So, shields are really huge in Pathfinder.
| Maezer |
I don't think that's a bad thing 2bh. They were crap in 3.5...you got max 2 armor (ok 4, but who actually used a tower shield) and...well, that was about it.
No those animated things that hovered around all the 2 handed melee combatants were shields and saw plenty of use in 3.5.
| Louis IX |
Benefit: You do not suffer any penalties on attack rolls made with a shield while you are wielding another weapon. Add your shield's enhancement bonus to attacks and damage rolls made with the shield as if it was a weapon enhancement bonus.
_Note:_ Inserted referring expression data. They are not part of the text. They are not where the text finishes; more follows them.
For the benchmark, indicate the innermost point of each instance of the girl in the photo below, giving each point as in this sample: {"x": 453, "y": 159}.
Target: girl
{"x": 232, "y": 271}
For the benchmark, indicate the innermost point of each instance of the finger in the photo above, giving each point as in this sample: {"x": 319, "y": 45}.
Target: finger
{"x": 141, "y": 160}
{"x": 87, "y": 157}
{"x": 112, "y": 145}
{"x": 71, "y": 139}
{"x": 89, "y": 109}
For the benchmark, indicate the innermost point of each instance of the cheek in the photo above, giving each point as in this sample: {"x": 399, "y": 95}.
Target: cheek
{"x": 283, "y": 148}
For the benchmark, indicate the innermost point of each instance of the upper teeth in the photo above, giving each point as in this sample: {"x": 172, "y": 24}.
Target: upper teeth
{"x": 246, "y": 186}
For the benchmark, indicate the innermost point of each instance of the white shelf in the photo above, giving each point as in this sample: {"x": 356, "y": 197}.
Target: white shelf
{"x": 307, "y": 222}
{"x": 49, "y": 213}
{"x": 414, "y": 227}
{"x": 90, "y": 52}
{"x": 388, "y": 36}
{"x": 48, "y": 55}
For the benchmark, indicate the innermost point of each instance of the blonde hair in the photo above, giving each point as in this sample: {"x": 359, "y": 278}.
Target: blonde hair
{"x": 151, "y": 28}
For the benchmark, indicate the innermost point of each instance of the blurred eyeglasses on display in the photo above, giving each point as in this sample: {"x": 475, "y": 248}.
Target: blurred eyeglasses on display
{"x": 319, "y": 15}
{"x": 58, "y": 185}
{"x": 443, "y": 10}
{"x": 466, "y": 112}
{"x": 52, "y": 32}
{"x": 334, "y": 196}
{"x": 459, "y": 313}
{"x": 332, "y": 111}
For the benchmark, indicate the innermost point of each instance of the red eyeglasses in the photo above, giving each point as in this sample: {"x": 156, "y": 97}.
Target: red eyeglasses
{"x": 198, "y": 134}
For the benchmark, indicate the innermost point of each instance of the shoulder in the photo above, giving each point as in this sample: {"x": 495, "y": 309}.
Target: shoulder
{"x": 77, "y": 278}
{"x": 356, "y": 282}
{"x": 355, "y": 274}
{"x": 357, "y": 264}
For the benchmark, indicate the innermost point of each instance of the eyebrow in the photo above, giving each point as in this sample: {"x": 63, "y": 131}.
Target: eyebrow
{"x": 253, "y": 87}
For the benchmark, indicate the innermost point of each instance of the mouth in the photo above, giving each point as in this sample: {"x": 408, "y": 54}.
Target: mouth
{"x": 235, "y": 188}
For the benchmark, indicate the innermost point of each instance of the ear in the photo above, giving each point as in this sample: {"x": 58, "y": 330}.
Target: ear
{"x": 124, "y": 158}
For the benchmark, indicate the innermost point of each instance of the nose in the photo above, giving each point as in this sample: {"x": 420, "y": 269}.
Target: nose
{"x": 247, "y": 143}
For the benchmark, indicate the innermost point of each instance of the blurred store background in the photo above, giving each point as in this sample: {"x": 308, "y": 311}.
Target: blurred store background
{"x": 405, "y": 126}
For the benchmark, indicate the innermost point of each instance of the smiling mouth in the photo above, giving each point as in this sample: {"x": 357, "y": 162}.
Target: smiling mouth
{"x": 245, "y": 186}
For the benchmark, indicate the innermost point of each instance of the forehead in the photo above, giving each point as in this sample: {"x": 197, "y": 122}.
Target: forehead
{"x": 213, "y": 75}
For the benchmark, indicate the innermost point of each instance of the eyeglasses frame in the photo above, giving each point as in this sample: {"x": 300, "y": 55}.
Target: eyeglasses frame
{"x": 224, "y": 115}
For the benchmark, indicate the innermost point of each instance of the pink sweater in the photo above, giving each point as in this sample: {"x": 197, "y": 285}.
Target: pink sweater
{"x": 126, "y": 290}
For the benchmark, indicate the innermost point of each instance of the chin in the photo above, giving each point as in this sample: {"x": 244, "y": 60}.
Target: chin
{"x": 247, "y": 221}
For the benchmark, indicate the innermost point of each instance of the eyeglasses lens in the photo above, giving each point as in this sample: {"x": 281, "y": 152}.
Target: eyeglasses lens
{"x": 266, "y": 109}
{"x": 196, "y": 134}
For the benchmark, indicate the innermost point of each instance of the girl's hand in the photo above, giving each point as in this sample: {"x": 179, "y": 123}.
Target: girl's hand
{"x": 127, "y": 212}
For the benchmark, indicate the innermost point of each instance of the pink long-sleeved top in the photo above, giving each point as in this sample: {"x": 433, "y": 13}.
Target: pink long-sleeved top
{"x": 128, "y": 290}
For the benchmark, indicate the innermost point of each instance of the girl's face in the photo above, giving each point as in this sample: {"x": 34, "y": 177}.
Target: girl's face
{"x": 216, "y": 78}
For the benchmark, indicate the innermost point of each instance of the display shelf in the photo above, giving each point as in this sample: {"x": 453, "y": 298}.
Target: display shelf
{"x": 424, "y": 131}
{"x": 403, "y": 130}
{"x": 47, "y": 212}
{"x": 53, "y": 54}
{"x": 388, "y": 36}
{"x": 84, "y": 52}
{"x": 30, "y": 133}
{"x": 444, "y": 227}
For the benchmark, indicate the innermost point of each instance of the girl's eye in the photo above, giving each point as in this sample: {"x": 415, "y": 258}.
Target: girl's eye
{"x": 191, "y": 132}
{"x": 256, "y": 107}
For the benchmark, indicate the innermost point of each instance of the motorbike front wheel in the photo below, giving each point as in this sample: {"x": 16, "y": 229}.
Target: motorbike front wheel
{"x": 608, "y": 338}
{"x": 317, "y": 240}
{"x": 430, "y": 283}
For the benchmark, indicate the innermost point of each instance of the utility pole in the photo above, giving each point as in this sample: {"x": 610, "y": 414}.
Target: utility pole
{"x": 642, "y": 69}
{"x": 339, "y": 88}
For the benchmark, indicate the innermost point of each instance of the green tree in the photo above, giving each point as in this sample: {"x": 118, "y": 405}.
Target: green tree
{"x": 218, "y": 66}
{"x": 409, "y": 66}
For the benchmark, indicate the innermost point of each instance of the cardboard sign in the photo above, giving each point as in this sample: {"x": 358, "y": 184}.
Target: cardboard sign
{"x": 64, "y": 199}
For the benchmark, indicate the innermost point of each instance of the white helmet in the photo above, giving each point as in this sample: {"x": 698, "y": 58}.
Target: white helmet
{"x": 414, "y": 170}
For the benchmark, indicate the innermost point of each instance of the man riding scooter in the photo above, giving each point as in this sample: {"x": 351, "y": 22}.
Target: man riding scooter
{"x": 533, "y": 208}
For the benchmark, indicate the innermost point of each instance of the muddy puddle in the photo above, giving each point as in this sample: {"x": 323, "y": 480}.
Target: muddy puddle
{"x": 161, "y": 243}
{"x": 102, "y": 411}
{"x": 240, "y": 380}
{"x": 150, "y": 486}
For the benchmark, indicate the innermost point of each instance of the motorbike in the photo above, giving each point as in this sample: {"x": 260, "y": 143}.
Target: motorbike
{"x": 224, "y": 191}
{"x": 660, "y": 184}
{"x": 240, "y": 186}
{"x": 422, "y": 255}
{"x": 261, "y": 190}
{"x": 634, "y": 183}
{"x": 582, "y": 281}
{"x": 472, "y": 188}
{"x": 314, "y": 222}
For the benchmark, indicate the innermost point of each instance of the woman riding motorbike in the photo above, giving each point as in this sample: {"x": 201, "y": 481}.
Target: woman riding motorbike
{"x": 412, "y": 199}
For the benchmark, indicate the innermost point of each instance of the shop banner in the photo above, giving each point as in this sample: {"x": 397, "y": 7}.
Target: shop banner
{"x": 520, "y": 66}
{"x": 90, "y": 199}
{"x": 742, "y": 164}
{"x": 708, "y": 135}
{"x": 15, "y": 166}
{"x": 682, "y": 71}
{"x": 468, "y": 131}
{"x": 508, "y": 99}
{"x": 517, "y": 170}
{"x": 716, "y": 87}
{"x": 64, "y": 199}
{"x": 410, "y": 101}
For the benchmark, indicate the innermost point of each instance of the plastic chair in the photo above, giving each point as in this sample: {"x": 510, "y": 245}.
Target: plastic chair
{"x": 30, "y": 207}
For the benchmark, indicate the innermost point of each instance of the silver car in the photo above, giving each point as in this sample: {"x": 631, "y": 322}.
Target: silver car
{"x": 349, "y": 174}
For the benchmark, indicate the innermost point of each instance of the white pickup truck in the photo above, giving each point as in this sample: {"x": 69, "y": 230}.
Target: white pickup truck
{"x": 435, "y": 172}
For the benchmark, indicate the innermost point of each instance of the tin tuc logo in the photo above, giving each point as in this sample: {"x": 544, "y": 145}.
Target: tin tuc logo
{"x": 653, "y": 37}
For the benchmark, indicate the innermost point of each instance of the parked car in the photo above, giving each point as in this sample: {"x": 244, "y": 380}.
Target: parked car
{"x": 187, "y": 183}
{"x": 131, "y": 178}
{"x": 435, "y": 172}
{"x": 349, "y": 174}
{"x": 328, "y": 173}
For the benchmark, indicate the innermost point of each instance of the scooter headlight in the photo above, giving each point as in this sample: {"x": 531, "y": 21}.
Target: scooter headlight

It seems that Mr B. or Mr J. (don't remember which) said something about that. RAI was that only the +1 (light) or +2 (heavy) was intended to be added to the attack/damage rolls. However, as written, this +1 or +2 is completely forgotten as only the shield's "enhancement bonus" (not "shield bonus") is applied. So, a +3 heavy shield (with or without extra properties) would give you +3 to attack and damage, not +5 (the shield's "shield bonus" to AC). And a non-magical shield would give you a net bonus of... zero.
Happler
|
Now, here's a problem. If Sven the fighter has shield mastery with a +5 shield he could also enchant it as a weapon, which is an entirely different enchantment set. Effectively allowing a +1 flaming icy shocking speed vicious Holy shield would deal an additional 7d6 against evil. He could even have a +5 shield that's made into a +5 weapon with defending to gain an additional 5 to AC without penalty! Except the cost of course.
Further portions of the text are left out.